Одна из улиц Казани, в Ново-Савиновском районе, возле парка Победы, носит его имя. Он был казанским градоначальником дольше, чем кто-либо до и после него, — почти 20 лет, и его вклад в развитие города тоже ни с кем не сравнить. Словом, корифей, легенда. Кроме «валовых» его показателей — при нем бурно развивалось жилищное строительство, ввели в эксплуатацию много объектов социального назначения, развивался городской транспорт — у меня на памяти и такой случай, весьма характерный для того времени, который можно считать и за курьез. В определенный момент возникло препятствие со строительством домов в 9 и выше этажей по проспекту Победы и на прилегающих к нему местах. Дело в том, что две организации отказались согласовать этот вопрос — казанский аэропорт и казанский гидрометцентр. Аэропорт ссылался на безопасность полетов, хотя со старого аэропорта самолеты уже практически не летали, а метеорологи уперлись из-за того, что высотные дома вроде бы «изменят розу ветров». По предложению Бондаренко аэропорту выделили земельный участок, чтобы они могли себе дом построить, а метеорологам построили новый офис, а то они сидели в старом страшненьком двухэтажном здании из деревянного сруба. Согласования были получены, строительство пошло, а в то, что в этих местах мы сейчас имеем, даже не верится…

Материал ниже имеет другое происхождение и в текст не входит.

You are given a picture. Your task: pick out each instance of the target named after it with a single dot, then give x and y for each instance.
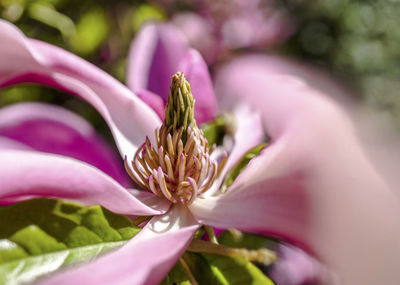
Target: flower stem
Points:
(211, 234)
(261, 255)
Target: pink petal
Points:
(26, 60)
(153, 100)
(313, 185)
(6, 143)
(295, 267)
(53, 129)
(154, 57)
(200, 34)
(249, 133)
(24, 174)
(145, 259)
(196, 72)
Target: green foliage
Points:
(91, 30)
(40, 236)
(216, 270)
(249, 241)
(146, 12)
(215, 130)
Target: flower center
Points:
(179, 168)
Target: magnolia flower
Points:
(312, 185)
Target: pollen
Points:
(179, 166)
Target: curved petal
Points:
(153, 100)
(196, 72)
(295, 267)
(154, 57)
(52, 129)
(25, 174)
(6, 143)
(313, 185)
(145, 259)
(249, 133)
(26, 60)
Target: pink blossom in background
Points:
(218, 27)
(312, 185)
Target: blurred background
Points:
(358, 42)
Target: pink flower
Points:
(313, 184)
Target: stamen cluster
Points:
(179, 168)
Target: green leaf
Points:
(40, 236)
(91, 30)
(249, 241)
(217, 270)
(146, 12)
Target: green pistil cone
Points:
(179, 110)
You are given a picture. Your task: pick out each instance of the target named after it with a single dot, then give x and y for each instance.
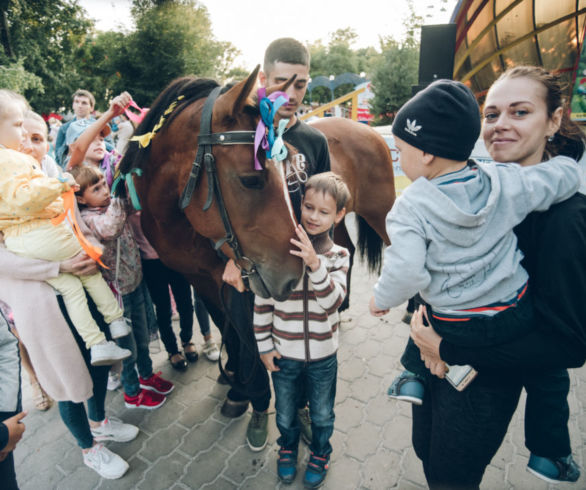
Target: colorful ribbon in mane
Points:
(265, 131)
(93, 251)
(145, 139)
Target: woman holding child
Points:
(449, 428)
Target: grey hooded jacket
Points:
(452, 237)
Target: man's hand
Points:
(375, 310)
(268, 360)
(306, 250)
(233, 276)
(15, 431)
(80, 265)
(426, 338)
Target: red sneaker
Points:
(157, 384)
(148, 400)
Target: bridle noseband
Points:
(204, 157)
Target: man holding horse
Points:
(284, 58)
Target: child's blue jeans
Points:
(320, 387)
(137, 342)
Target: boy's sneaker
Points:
(106, 353)
(554, 470)
(407, 387)
(157, 384)
(317, 468)
(113, 429)
(287, 465)
(113, 381)
(210, 349)
(149, 400)
(305, 424)
(104, 462)
(119, 328)
(257, 431)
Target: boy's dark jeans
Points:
(320, 388)
(546, 410)
(506, 326)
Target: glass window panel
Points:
(557, 46)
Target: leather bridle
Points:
(205, 158)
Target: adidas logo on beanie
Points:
(443, 119)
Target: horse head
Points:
(245, 212)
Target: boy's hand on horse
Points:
(306, 250)
(375, 310)
(15, 431)
(233, 276)
(268, 359)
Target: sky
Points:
(251, 25)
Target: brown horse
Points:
(256, 202)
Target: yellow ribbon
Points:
(145, 139)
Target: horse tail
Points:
(370, 245)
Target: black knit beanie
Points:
(443, 119)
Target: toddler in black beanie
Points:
(451, 231)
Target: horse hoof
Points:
(232, 409)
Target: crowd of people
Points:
(494, 252)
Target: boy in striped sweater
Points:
(298, 338)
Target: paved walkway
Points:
(188, 444)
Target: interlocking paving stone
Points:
(187, 444)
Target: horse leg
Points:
(342, 238)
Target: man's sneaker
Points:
(554, 470)
(104, 462)
(148, 400)
(305, 424)
(113, 381)
(210, 349)
(157, 384)
(257, 432)
(119, 328)
(407, 387)
(113, 429)
(106, 353)
(315, 474)
(287, 465)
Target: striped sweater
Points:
(305, 326)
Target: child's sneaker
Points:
(210, 349)
(149, 400)
(407, 387)
(554, 470)
(287, 465)
(106, 353)
(112, 429)
(119, 328)
(113, 381)
(157, 384)
(104, 462)
(315, 474)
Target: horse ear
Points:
(234, 100)
(283, 86)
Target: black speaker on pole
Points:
(436, 54)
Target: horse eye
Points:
(252, 181)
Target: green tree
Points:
(396, 70)
(44, 37)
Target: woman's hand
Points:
(424, 337)
(80, 265)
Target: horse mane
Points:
(191, 88)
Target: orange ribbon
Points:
(93, 252)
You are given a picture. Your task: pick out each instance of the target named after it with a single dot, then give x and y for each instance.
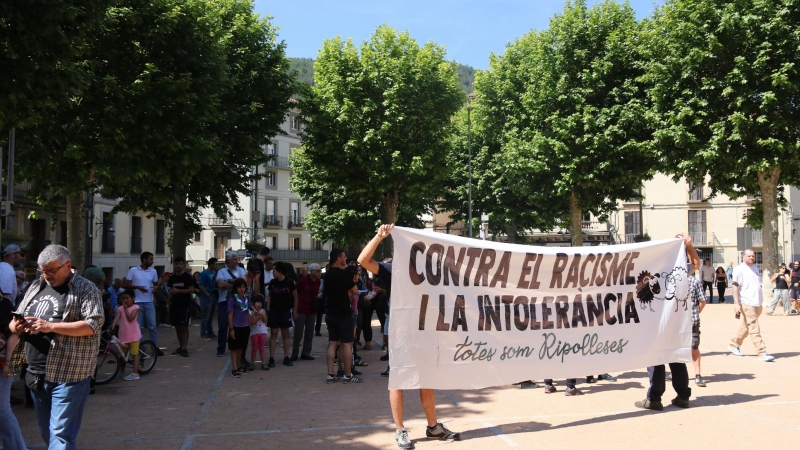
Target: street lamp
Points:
(470, 97)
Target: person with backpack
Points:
(307, 293)
(209, 295)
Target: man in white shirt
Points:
(13, 255)
(225, 277)
(141, 279)
(747, 299)
(707, 277)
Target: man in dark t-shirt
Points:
(181, 287)
(435, 430)
(338, 285)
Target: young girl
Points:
(239, 323)
(129, 332)
(258, 330)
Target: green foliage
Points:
(378, 124)
(565, 115)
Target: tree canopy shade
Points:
(725, 86)
(566, 108)
(377, 130)
(183, 94)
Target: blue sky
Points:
(470, 29)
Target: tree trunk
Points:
(575, 219)
(76, 231)
(768, 185)
(179, 225)
(389, 215)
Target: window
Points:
(108, 244)
(136, 234)
(695, 192)
(697, 226)
(633, 225)
(160, 236)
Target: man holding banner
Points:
(435, 429)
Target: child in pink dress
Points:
(129, 332)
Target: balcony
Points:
(300, 255)
(272, 221)
(280, 162)
(297, 222)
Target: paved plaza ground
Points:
(194, 403)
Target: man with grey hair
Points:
(60, 336)
(307, 292)
(747, 300)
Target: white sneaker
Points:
(735, 350)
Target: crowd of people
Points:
(50, 328)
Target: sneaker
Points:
(402, 439)
(439, 431)
(680, 403)
(606, 377)
(647, 404)
(571, 392)
(351, 379)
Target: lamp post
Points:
(470, 97)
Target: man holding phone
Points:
(60, 334)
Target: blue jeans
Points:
(222, 327)
(208, 306)
(9, 427)
(59, 410)
(147, 318)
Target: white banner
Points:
(469, 314)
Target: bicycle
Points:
(111, 358)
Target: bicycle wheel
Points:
(147, 357)
(107, 367)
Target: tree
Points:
(565, 106)
(725, 87)
(377, 129)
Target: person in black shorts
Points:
(281, 310)
(339, 317)
(181, 287)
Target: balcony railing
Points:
(272, 221)
(300, 255)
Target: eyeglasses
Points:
(49, 273)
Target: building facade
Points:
(272, 214)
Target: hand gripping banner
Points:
(469, 314)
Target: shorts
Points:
(242, 336)
(133, 346)
(340, 328)
(179, 314)
(277, 319)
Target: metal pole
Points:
(469, 151)
(10, 188)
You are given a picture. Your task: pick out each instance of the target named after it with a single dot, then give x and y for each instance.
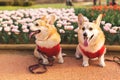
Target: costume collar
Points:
(95, 54)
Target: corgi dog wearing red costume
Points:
(47, 39)
(91, 41)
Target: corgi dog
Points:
(47, 39)
(91, 41)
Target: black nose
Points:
(39, 31)
(85, 34)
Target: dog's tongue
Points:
(85, 42)
(31, 34)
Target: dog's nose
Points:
(85, 34)
(39, 31)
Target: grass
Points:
(56, 5)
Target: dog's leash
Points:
(32, 68)
(115, 59)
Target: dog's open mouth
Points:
(86, 40)
(34, 32)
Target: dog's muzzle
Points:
(34, 33)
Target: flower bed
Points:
(15, 25)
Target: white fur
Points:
(92, 46)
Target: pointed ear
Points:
(52, 18)
(80, 19)
(43, 18)
(98, 20)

— Так как же решился кадровый вопрос с вами и с Бондаренко?

— Усманов сказал так: «Найдем ему работу». Вот тогда я, набравшись наглости, Гумера Исмагиловича и спросил: «А можно его оставить в горисполкоме?» «Кем?» — «Ну хотя бы первым замом». А первым замом был Насыров тогда. Насырова немножко подвинули, он не обиделся, понял. Бондаренко дал согласие. И я за ним ходил по пятам. В Москву ехать — я Александра Ивановича обязательно с собой беру, потому что у меня там ни связей, ни знакомств. А он колосс. Года два, наверное, мы с ним работали душа в душу. Он ни в чем не отказывал, хотя вроде мог и обидеться. А с другой стороны — на меня-то что обижаться?

Александр Бондаренко «Александр Бондаренко был казанским градоначальником почти 20 лет, и его вклад в развитие города тоже ни с кем не сравнить. Словом, корифей, легенда» Фото из личного архива Рево Идиатуллина

— А Александр Иванович просто на пенсию собрался, по возрасту, или были какие-то другие причины его ухода?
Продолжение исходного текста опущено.